• People working 55 hours or more estimated to have 35% higher risk of stroke
  • Long work hours increase risk of death due to heart diseases by 17%
  • The pandemic could feed the trend towards increased work time, says WHO

An unprecedented global study has blamed overwork for the increasing number of deaths from stroke and heart diseases, underscoring the need for companies and government agencies to discourage overtime and cap the working hours.

A joint study by the World Health Organisation (WHO) and the International Labour Organisation (ILO) found that long working hours led to about 745,000 deaths from strokes and ischemic heart disease in 2016, a 29 percent increase since the start of the study in 2000.

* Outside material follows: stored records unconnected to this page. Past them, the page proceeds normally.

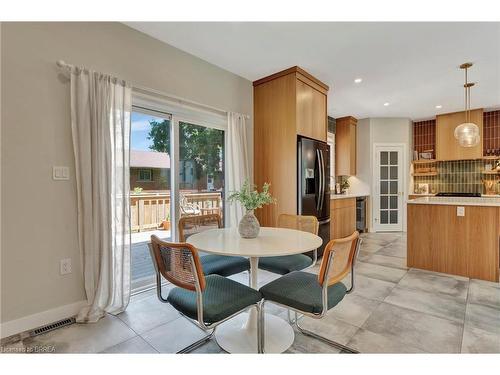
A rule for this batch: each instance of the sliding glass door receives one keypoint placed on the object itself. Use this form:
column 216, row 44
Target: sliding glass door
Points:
column 201, row 169
column 176, row 169
column 150, row 189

The researchers found that the number of deaths from heart diseases attributable to overwork increased 42 percent between 2000 to 2016, while stroke-related casualties went up 19 percent.

The research concluded that working 55 hours or more per week can increase the risk of stroke by an estimated 35 percent and ischemic heart disease by 17 percent, compared to working 35-40 hours a week. As much as 72 percent of the casualties were male.

"The pandemic is accelerating developments that could feed the trend towards increased working time," the WHO said, estimating that at least 9% of people work long hours.

The WHO, which itself struggles with overwork since the onset of the COVID-19 pandemic, has recommended that governments and other employers should introduce policies and enforce laws to ban mandatory overtime or ensure a maximum limit on working time. Employees can share the workload to reduce overtime or have flexible work time agreements in place to protect their health.

WHO Director-General Tedros Adhanom Ghebreyesus has acknowledged that the pandemic has forced the organization's staff to work long hours. Dr. Maria Neira, Director of the WHO's Department of Environment, Climate Change and Health, said the U.N. agency would seek to improve their policy on working hours in light of the new findings, reported Reuters.

Working long hours has emerged as a less-publicized effect of COVID-19 pandemic that threatens everyone from healthcare professionals to investment bankers. Recently, Goldman Sachs came under scrutiny after 13 analysts published a presentation on their inhumane working hours. The survey stated that an employee in Goldman Sachs works for 105 hours on average.

“Working 55 hours or more per week is a serious health hazard,” added Dr. Neira. “It’s time that we all, governments, employers, and employees wake up to the fact that long working hours can lead to premature death”.